Reputation: 409
Is there any quick way to find out, if two points on 2D boolean area are connected and you can mobe only up, down, left and right on a square with value True? Let's say you would have following 6x6 2D list:
In code, that would be:
bool2DList = [6][6]
bool2DList = { True, True, False, False, True, True,
False, True, True, False, True, True,
False, True, True, False, False, True,
False, False, False, False, False, True,
False, False, False, False, True, True,
False, True, True, True, True, True }
Green squares have value True and blue ones False. I was thinking about function( it would probably need to be recursive ), in which you would put a 2D list as a argument alongside with a list of tuples ( coordinates ) of several points and finaly one tuple of special point, it could have header like this:
def FindWay( bool2DList,listOfPoints,specialPointCoord )
In this example the special point would be the point P with coordinates 5;1. Let's imagine you would start walking from that special points. What points could you reach without stepping on the blue squares? In this example, only points P4 and P5 ( the output could be let's say the coordinates of those points, so 0;5 and 5;3 ). It would probably need to be recursive, but I have no idea, how the body should look like.
Thank you.
Upvotes: 0
Views: 1177
Reputation: 2600
Here is an option how you can code it:
A = np.array([[0, 1, 1, 0], [1, 0, 1, 1], [1, 0, 1, 0], [0, 1, 0, 0]]).astype(bool)
print A
[[False True True False]
[ True False True True]
[ True False True False]
[False True False False]]
We can upgrade standard dfs function for our needs:
def dfs_area(A, start):
graph = {}
res = np.zeros_like(A)
for index, x in np.ndenumerate(A):
graph[index] = x
visited, stack = set(), [start]
while stack:
vertex = stack.pop()
x, y = vertex[0], vertex[1]
if vertex not in visited and graph[vertex] == True:
visited.add(vertex)
if x < A.shape[0]-1:
stack.append((x+1, y))
if x > 1:
stack.append((x-1, y))
if y < A.shape[1]-1:
stack.append((x, y+1))
if y > 1:
stack.append((x, y-1))
res[tuple(np.array(list(visited)).T)] = 1
return res
Assume that we want points connected to (1, 2) - second row, third value:
mask = dfs_area(A, (1,2))
>> mask
array([[0, 1, 1, 0],
[0, 0, 1, 1],
[0, 0, 1, 0],
[0, 0, 0, 0]])
Upvotes: 1
Reputation: 77847
I'm afraid there is no trivial way to do this. It's a graph traversal problem, and Python doesn't have built-in functions supporting that. I expect that you'll want a simple implementation of a breadth-first graph search.

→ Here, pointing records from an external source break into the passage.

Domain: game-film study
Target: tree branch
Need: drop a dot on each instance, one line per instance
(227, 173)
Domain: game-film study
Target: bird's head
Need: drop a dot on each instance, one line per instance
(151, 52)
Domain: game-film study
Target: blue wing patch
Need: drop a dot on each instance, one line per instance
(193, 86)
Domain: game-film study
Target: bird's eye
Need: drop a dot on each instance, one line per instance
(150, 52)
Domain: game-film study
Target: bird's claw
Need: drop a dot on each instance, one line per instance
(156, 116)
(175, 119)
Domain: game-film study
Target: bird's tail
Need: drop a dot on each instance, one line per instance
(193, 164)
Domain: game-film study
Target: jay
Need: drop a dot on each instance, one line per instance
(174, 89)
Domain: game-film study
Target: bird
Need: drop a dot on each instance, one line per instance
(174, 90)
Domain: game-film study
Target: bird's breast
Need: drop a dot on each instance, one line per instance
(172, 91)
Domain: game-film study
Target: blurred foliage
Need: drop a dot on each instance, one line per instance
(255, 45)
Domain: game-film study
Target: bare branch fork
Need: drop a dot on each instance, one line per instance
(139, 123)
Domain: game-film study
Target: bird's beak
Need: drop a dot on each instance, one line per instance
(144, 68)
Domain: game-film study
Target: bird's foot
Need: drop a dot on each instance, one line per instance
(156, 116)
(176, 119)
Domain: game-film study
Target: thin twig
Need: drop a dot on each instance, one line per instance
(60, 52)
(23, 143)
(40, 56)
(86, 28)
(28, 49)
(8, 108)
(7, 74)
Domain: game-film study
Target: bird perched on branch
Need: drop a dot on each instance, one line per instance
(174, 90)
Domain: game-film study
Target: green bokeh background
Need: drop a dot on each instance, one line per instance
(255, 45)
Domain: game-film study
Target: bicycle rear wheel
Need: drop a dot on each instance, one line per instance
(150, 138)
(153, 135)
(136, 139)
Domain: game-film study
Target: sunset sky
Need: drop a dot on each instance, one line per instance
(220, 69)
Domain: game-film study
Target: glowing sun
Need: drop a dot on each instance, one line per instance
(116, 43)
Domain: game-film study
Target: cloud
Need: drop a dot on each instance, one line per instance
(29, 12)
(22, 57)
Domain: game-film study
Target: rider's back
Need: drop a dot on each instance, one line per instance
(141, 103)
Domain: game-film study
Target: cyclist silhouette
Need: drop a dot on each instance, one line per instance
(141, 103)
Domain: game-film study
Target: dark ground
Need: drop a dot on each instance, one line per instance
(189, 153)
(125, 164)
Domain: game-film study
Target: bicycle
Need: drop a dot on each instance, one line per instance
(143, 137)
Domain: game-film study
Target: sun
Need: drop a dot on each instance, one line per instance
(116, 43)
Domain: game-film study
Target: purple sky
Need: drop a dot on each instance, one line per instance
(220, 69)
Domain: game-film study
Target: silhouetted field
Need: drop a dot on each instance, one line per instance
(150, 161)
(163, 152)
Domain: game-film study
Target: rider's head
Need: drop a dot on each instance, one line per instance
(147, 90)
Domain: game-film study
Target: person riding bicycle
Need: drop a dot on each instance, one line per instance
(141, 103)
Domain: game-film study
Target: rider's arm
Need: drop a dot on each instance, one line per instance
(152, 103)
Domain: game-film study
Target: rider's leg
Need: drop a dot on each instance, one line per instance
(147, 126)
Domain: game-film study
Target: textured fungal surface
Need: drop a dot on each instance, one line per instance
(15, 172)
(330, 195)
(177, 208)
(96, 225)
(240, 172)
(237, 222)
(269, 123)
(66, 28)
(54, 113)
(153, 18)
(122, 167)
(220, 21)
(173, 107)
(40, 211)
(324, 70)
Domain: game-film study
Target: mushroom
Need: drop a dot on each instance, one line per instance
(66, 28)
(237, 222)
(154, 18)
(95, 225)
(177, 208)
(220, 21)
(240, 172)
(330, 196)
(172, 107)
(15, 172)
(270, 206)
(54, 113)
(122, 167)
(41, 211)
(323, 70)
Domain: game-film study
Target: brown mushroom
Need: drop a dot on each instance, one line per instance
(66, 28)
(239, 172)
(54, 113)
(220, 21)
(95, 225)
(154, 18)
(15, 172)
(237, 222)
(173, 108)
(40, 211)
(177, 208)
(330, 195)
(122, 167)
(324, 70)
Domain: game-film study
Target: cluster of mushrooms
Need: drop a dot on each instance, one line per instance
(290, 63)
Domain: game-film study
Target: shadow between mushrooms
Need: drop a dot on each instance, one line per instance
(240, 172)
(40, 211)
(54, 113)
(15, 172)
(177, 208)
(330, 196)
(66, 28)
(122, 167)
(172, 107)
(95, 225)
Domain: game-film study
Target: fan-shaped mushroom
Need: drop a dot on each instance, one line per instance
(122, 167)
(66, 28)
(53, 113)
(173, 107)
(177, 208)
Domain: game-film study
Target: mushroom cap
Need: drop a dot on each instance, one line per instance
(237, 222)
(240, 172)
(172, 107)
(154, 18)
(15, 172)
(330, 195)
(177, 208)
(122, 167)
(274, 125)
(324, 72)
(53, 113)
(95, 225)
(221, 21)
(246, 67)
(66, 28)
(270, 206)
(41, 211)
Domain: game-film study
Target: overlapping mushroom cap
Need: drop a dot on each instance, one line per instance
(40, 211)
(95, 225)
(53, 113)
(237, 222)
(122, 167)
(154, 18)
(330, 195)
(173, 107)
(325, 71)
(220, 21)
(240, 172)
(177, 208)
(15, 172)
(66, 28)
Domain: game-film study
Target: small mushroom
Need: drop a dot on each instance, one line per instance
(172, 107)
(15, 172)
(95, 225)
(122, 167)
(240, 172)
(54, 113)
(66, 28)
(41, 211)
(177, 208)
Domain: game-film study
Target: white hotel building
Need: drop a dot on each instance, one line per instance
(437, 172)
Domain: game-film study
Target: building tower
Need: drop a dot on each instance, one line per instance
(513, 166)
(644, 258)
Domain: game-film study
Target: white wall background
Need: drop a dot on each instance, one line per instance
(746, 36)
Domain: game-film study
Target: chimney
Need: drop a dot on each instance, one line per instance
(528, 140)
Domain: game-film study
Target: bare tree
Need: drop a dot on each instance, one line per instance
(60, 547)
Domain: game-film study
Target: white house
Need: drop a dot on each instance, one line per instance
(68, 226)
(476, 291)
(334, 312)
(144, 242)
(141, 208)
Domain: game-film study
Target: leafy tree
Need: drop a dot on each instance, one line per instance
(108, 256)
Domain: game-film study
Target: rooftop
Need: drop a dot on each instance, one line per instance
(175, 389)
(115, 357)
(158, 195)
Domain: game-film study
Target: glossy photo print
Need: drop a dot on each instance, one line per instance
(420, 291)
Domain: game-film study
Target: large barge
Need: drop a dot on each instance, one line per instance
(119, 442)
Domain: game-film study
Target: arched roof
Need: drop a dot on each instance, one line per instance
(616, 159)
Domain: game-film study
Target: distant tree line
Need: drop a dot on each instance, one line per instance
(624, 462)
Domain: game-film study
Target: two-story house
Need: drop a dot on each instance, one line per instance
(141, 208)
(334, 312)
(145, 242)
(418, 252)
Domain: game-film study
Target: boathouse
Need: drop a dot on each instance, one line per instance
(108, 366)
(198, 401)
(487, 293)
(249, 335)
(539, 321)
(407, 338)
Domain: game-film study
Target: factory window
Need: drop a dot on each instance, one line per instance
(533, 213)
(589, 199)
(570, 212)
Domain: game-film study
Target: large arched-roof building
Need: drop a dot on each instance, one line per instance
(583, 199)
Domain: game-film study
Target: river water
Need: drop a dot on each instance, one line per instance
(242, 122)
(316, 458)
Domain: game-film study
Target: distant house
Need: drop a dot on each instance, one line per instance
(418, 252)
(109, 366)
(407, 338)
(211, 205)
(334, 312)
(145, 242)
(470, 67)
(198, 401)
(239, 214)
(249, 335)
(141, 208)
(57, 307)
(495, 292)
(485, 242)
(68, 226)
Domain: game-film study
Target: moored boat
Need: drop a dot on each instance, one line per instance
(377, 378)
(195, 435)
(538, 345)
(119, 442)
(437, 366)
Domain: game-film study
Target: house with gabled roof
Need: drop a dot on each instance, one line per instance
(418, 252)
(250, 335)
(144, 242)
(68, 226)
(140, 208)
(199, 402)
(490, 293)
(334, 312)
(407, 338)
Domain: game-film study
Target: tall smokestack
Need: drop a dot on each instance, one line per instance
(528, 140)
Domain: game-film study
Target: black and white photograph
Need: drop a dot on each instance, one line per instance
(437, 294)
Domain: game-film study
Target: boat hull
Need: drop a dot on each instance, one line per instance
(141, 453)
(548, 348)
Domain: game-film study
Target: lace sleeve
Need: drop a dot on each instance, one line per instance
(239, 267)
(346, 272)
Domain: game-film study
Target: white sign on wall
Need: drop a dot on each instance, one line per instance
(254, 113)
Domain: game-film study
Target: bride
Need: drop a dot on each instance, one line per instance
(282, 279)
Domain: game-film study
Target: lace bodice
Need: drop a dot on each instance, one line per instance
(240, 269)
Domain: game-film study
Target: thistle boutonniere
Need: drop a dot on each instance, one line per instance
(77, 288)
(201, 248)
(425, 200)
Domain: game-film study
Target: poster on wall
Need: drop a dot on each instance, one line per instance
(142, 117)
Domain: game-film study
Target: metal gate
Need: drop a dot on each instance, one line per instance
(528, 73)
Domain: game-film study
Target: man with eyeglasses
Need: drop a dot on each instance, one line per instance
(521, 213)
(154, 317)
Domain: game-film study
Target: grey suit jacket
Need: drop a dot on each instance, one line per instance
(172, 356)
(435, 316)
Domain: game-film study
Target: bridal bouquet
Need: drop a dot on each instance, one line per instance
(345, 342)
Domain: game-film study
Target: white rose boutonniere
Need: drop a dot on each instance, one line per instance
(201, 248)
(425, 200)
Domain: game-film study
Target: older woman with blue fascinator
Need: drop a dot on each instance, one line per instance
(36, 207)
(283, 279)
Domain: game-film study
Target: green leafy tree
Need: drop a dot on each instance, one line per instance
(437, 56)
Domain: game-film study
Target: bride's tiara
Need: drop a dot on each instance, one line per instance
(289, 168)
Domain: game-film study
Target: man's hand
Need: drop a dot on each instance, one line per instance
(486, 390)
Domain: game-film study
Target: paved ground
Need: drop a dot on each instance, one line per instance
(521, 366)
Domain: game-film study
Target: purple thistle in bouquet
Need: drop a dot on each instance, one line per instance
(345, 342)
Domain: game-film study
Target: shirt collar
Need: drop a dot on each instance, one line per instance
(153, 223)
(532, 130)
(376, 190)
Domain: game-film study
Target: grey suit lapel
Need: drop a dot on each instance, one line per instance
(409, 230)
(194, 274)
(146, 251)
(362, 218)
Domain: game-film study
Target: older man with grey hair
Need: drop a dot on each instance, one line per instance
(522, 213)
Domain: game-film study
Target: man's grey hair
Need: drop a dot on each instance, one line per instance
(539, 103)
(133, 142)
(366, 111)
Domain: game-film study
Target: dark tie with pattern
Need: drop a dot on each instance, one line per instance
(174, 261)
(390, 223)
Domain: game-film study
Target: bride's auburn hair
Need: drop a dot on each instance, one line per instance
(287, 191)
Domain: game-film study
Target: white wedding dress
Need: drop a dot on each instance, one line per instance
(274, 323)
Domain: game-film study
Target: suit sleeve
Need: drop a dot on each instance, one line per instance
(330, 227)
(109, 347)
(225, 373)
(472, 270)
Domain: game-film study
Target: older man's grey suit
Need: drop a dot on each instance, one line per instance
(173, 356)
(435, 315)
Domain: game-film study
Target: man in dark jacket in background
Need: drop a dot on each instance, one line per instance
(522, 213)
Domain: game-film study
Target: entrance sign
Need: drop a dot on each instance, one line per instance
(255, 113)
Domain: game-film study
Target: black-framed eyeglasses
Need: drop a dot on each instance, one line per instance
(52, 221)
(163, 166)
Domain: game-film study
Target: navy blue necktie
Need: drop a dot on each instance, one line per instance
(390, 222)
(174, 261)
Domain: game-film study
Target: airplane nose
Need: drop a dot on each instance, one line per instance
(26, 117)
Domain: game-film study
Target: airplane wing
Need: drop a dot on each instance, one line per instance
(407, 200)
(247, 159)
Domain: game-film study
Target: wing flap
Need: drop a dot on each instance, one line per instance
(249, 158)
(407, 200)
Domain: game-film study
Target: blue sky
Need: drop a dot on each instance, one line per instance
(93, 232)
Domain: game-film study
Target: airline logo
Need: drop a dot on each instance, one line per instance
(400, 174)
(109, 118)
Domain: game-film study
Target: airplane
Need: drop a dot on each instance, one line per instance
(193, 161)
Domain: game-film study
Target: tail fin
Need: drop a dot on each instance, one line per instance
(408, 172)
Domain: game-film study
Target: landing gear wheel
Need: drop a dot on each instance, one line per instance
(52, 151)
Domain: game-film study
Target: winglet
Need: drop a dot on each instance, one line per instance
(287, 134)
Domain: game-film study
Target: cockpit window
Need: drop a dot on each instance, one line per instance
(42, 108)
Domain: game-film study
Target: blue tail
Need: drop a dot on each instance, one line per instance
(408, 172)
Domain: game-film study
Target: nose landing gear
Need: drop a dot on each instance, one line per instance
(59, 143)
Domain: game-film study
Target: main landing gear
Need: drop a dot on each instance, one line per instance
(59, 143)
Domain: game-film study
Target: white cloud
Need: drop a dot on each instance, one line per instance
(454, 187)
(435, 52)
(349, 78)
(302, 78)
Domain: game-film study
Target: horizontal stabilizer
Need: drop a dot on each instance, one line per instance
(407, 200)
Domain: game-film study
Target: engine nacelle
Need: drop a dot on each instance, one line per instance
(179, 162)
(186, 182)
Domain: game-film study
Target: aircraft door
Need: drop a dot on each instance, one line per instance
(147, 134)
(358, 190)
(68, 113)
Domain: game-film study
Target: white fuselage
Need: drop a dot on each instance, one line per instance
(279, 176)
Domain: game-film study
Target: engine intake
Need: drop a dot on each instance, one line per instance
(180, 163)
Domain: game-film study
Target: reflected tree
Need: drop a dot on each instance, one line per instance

Very briefly, you keep a list of nodes you've visited, but not handled; another list of nodes you've handled. The steps look like this:
handled = [] visited = [P] while visited is not empty: remove a node A from the visited list for each node B you can reach directly from A: if B is new (not in visited or handled list): put B on the visited list put A on the handled list
This will find all nodes you can reach. If you're worried about a particular node, then inside the loop, check to see whether B is your target node. When you put B on the visited list, put it on the front for depth-first, on the back for breadth-first.
In this application, "all the nodes you can reach" consists of the bordering ones with the same Boolean label.